We were headed towards a town known as ‘Bhit Shah’. In this small town lies a great sufi scholar, mystic poet and saint who is loved and followed by thousands.
Tonight was no ordinary night. It was the 272nd Urs of Shah Abdul Latif Bhitai. With its second night underway, we looked forward to witnessing the vibrant festivities and celebrations.
We entered Bhit Shah through an archway embellished with lights. A pedestrianised street led us in. The eventful night started with a long walk towards the shrine with throngs of people.
The shining tomb slowly emerged as we kept moving closer to the centre of the crowd. Amid blaring music and the relentless chatter of people, calls of shopkeepers trying to lure in customers intensified.
As we arrived within the confines of the shrine, the hour was late, but the buzz of activity felt as if it was the middle of day. The bulbs hanging above shone brightly, and the shrine reflected their multi-coloured lights.
Just across the courtyard, opposite the door to Shah Abdul Latif Bhitai’s tomb, the last performance of the night was taking place.
There was a sense of calm within the mausoleum as the notes of the Tambooroo — a musical instrument invented by the sufi himself — filled the space.
A fascinated audience sat around the performers as haunting vocals rose through the air, invigourating the environment.
Around this spiritual performance was a constant hustle where people were entering the tomb, paying their respects, and praying fervently.
Some would either exit the shrine from the other side, or sit down to partake in the majestic experience that the performers had to offer.
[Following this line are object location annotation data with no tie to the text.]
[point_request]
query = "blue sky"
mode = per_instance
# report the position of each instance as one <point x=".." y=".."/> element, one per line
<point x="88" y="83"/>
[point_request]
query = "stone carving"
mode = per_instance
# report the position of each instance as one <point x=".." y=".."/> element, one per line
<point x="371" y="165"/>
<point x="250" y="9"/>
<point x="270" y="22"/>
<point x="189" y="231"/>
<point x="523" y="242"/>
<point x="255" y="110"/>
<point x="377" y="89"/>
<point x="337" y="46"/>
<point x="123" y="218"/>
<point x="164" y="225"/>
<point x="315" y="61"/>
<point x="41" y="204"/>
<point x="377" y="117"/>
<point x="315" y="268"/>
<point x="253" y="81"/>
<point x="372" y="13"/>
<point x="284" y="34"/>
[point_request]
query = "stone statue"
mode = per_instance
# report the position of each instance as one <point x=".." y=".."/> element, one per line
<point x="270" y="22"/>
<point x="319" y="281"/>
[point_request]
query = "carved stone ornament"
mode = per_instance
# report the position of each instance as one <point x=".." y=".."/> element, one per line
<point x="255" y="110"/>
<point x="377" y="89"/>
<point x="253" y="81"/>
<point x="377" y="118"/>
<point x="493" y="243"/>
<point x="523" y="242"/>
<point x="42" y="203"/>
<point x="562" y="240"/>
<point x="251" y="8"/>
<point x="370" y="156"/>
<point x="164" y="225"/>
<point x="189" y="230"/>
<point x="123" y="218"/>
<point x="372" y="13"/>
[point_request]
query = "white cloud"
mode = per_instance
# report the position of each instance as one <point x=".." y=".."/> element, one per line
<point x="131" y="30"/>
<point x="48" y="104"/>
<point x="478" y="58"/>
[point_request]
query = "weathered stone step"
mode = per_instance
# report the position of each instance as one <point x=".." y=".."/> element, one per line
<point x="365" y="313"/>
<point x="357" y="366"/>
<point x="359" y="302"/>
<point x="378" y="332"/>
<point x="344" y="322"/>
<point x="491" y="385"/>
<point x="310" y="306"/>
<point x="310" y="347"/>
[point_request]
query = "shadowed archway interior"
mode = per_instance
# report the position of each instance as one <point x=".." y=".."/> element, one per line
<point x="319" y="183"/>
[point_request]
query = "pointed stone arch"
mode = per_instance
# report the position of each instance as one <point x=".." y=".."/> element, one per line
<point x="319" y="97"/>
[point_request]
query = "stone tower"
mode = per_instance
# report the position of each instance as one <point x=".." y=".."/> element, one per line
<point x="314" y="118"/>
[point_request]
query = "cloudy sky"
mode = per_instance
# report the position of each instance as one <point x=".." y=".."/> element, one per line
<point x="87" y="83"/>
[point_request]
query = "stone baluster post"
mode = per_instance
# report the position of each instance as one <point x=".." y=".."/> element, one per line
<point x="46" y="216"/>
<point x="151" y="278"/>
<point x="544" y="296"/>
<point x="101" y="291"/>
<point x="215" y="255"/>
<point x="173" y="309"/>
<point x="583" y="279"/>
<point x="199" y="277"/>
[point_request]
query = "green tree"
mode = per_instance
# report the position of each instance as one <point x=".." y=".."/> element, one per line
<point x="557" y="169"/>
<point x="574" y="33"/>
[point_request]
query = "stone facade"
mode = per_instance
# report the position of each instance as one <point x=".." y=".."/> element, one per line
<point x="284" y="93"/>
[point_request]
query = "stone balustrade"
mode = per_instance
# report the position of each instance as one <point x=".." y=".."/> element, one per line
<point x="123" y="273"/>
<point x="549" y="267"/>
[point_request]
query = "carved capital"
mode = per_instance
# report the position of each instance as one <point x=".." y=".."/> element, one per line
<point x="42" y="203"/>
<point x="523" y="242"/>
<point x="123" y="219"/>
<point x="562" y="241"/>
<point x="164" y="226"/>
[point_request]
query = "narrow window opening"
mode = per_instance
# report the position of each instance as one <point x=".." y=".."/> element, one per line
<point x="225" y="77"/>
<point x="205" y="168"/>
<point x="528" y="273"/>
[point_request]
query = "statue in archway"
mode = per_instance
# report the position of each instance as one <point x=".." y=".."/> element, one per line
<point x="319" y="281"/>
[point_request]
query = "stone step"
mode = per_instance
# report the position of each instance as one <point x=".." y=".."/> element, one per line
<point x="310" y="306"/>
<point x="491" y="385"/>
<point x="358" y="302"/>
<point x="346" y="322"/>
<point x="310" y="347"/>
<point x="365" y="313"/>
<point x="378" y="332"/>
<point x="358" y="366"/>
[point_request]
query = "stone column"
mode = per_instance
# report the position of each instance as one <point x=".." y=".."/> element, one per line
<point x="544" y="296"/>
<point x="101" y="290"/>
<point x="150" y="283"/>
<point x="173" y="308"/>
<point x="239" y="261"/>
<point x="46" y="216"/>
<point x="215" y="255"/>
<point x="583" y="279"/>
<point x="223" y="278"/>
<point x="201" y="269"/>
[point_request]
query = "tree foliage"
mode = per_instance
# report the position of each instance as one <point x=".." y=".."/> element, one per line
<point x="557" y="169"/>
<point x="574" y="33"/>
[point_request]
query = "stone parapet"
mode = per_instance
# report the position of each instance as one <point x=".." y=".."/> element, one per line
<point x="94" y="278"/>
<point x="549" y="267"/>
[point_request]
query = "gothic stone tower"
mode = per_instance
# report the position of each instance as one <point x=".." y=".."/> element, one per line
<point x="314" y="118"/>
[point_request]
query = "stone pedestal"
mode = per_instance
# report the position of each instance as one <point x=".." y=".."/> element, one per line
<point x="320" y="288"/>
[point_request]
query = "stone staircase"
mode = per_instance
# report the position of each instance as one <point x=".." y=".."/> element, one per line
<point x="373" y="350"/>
They say you find tranquility if you search for it, may it be at the peak of a mountain, or at the foot of a hill, or perhaps at the sea shore under the starry night sky.
But that night, I discovered tranquility within myself.
For me, it was a soulful experience where I discovered not just the world that exists out there, but the one that exists within myself.
The spirituality of the Urs may beckon tens and thousands of people from all around the country for just three nights, but the affect it leaves resonates within you for a lifetime.